The flexible, portable, and reproducible format of Jupyter Notebook makes it an appealing environment to use as an educational resource and to supplement scientific publications. A single Jupyter Notebook can display instructions, figures, live code and simulations in a single browser window, forming a coherent “computational narrative” . In comparison, working with the native CC3D application would require three different components, where code is written in Twedit++, simulations run in CC3D Player, and instructions are outlined in a separate document. In addition, the Twedit++ and CC3D Player applications have menus and features which may be irrelevant for a particular presentation, while a Jupyter Notebook can selectively load and display relevant components. This customizable and interactive format makes it simpler for audiences to follow and understand the concepts, technical details and overall scope of a CC3D-based project in Jupyter Notebook than with native CC3D (Fig. 4).
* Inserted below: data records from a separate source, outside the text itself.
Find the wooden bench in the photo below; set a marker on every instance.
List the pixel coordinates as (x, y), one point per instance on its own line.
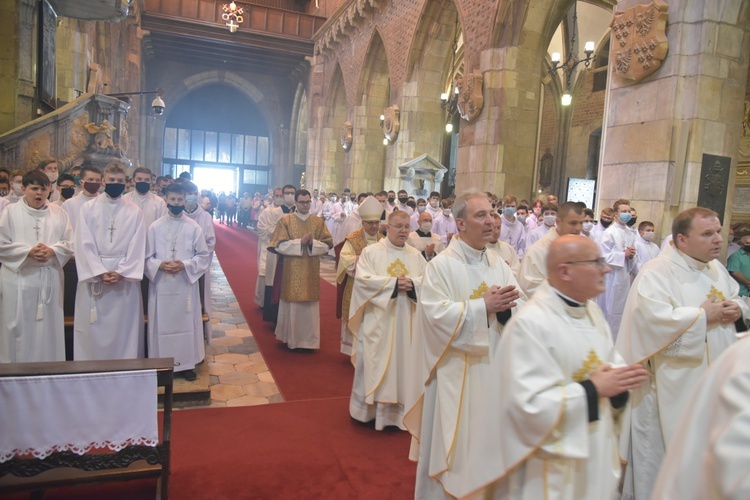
(67, 468)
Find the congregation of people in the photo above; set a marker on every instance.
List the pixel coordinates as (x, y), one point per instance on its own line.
(122, 232)
(529, 349)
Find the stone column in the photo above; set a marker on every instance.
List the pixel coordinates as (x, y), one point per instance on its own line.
(690, 106)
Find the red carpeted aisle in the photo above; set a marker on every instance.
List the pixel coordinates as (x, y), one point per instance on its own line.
(322, 374)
The portability of Jupyter Notebook also makes it easier for teachers to distribute and collect Notebooks as assignments. Jupyter Notebook files may be uploaded onto file-sharing sites such as GitHub or other institutional platforms. In addition, existing online tools for Jupyter Notebooks such as nbviewer  allow for more ways to access/view a Notebook. With the flexibility and portability benefits that Jupyter offers, CC3D can be more effectively used in the classroom to demonstrate and reinforce biological concepts to students. Fig. 5. demonstrates an example of CC3D in Jupyter Notebook for educational use, including steps to run CC3D and additional exercises The full example notebook can be found in .pdf and Jupyter Notebook formats in the supplementary materials. In this fashion, a curriculum can be created with interactive Notebooks in place of worksheets. Previously, CC3D would have been difficult to deploy in classrooms because of its device-dependent and multicomponent nature. The development of CC3D for Jupyter Notebook enables a simpler replication and distribution process for instructors. The time to set up the CC3D environment for learning and to create new lesson materials would be reduced because of the streamlined format. The format benefits students as well: a Notebook allows a more focused way of learning rather than having to use and reference multiple applications to operate CC3D, as discussed above. The interactive format also encourages exploration, providing opportunity for a different kind of learning format. Previous research has shown that working with simulated models improves foundational and conceptual skills in biology students . In addition, given the increasing need for online learning, simulations could be an alternative to exercises in a physical laboratory .
Another beneficial use for CC3D in Jupyter Notebook is to embed CC3D simulations into research publications as supplementary media to help other researchers understand, interrogate and reproduce published work. As reports indicate, a current crisis of reproducibility across published science, especially for the field of computational biology , has filled much of the recent literature with works that cannot be reproduced because of factors like insufficient descriptions of methodology. CC3D support for Jupyter Notebook can thus help mitigate the waning reproducibility in computational biological modeling by providing a straightforward way for scientists to publish research in a format that makes it easier for others to trace, understand and reproduce their work. Since Jupyter Notebooks can be shared via accessible file hosting or cloud computing platforms like GitHub and nanoHUB, sharing or accessing a published Notebook is trivial, and many researchers are already familiar with these tools.
One limitation to using CC3D in Jupyter Notebook is that performance can vary depending on how much algorithmic work is done in Python. While the cost of pure backend calculations are unaffected, certain algorithms such as loops implemented in Python are less efficient than the C++ counterpart, which the Jupyter environment does not currently support. As a result, simulations have longer execution time than executed in the native desktop application, which may make Jupyter Notebook unsuitable for larger-scale simulations. For example, a simple benchmark running a 2D cell sorting demo demonstrated an execution time of 35 seconds in a Jupyter Notebook, compared to 2 seconds in Player and 0.5 seconds in a pure Python implementation (see Supporting Materials 1). While simulation performance varies depending on the machine and setup, and there are techniques to improve simulation performance, which is out of the scope of this paper, an implementation of a CC3D simulation may not be appropriate in Jupyter Notebook when developing, testing and applying computationally expensive algorithms specified in Python. However, a CC3D simulation implementation in a Jupyter Notebook still provides value for the purposes of sharing, demonstration and communication, and so CC3D-based research projects that do not primarily use Jupyter Notebook to generate published results should still provide a published implementation in a Jupyter Notebook to support reproducibility, as well as to showcase published work in an accessible and engaging medium.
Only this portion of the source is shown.